Protecting the Shopping Masses
As consumers, there are many steps we can take to avoid getting scammed by shady retailers:
- If a deal looks too good to be true, it likely is.
- Many scam retail sites mimic well-known companies in style and even name—check you know where you’re actually purchasing from.
- If you find something you like on a retailer you’ve never heard of, make sure they have a phone number and an actual address (maybe even call the number!). Then check for complaints with the BBB and FTC, and look online for reviews on sites like ScamAdviser.
- Read the delivery, exchange, refund, and privacy policies before you purchase—if any of those are missing, rethink shopping at that retailer.
But the bigger danger is what we do as digital advertising professionals—allow these shady retailers to continue pushing their bogus wares to consumers at scale. Enabling these scammers to purchase cheap programmatic advertising lures more and more consumers into their lairs, and increases the amount of money lost to scams every year.
As opposed to other scams that feature fake celebrity endorsements or obviously misleading claims, scam retail advertising can be hard to identify or shut down because the creatives and landing pages tend to be utterly inoffensive. And due to massive scale and reach in programmatic advertising, platforms and publishers don’t always have the bandwidth to heavily scrutinize every company flowing through the pipes and onto sites and apps. But cough, cough—The Media Trust investigates suspicious companies and recognizes scammer advertising patterns thanks to countless years of expertise.
Sometimes publishers and platforms turn a blind eye to retail scams thinking that consumers can look out for themselves. This does a great disservice to Internet audiences—bad ads of all types make digital properties look disreputable, and diminish premium publisher views of SSP and DSP marketplace quality.
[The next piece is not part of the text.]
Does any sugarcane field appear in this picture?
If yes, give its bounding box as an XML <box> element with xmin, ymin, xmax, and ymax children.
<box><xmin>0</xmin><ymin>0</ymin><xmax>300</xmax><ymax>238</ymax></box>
Worse, failing to shut scams down at the platform or publisher level is simply leaving consumers vulnerable—complete contempt for digital trust and safety. Credit card, financial, and other personal information gleaned in one of these schemes could be used for future, far more detrimental attacks. And don’t forget—in the UK, publishers and platforms might soon be liable if consumers are scammed via advertising.
In the end, it’s karma: the more publishers respect consumer trust and safety, the greater the rewards in audience loyalty and monetized pageviews. And that’s passed upwards to high-quality ad marketplaces.